I don't understand why that works for you, unless you have PERL_SIGNALS=unsafe?
PERL_SIGNALS is not set in my environment.
But PERL_SIGNALS does not affect the operating system in any way. Linux deliveres SIGALRM as it would for any other program. That means that the flock() system call (deep inside the perl flock() function) will be interrupted and will return EINTR immediately after the signal handler (deep inside the perl executable, not $SIG{'ALRM'}) has returned. The signal handler will - according to Deferred Signals (Safe Signals) - just set a flag. So a few CPU cycles after SIGALRM, the flock() system call will return. Standard Unix behaviour. Perl obviously does not attempt to restart the interrupted flock() system call, but makes the perl-level flock() function return false after setting $! to EINTR. Just before the perl-level flock() function returns, perl consideres the situation safe for signals, checks the flag set in the real signal handler, finds it set, and calls the perl-level signal handler stored in $SIG{ALRM}.

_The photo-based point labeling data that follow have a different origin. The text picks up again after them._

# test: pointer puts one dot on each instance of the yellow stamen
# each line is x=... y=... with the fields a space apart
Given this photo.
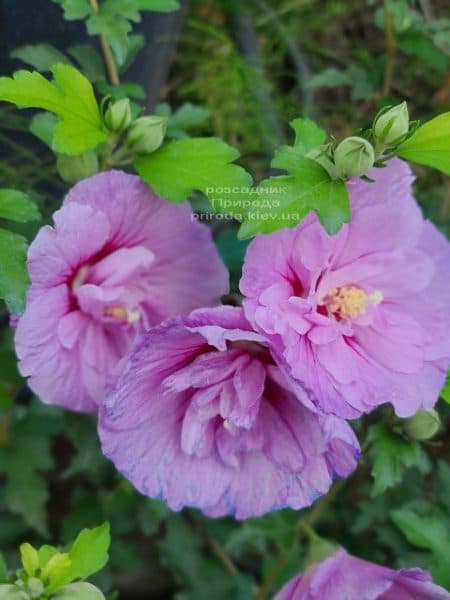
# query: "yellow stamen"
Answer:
x=350 y=301
x=122 y=314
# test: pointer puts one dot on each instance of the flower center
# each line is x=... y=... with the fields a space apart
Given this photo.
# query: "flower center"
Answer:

With unsafe signals, the flock() system call would be interrupted as above, but instead of setting a flag, the signal handler (deep inside the perl executable) would directly invoke the perl-level signal handler stored in $SIG{ALRM}. Everything else would behave the same: If &$SIG{ALRM} returns, control returns to the place where the fcntl() system call was invoked (i.e. the implementation of the fcntl perl function), with fcntl() returning EINTR. That would make the perl function return false after setting $! to EINTR.
The only two differences here are:
- With unsafe signals, perl internals could be damaged by the code in $SIG{ALRM}.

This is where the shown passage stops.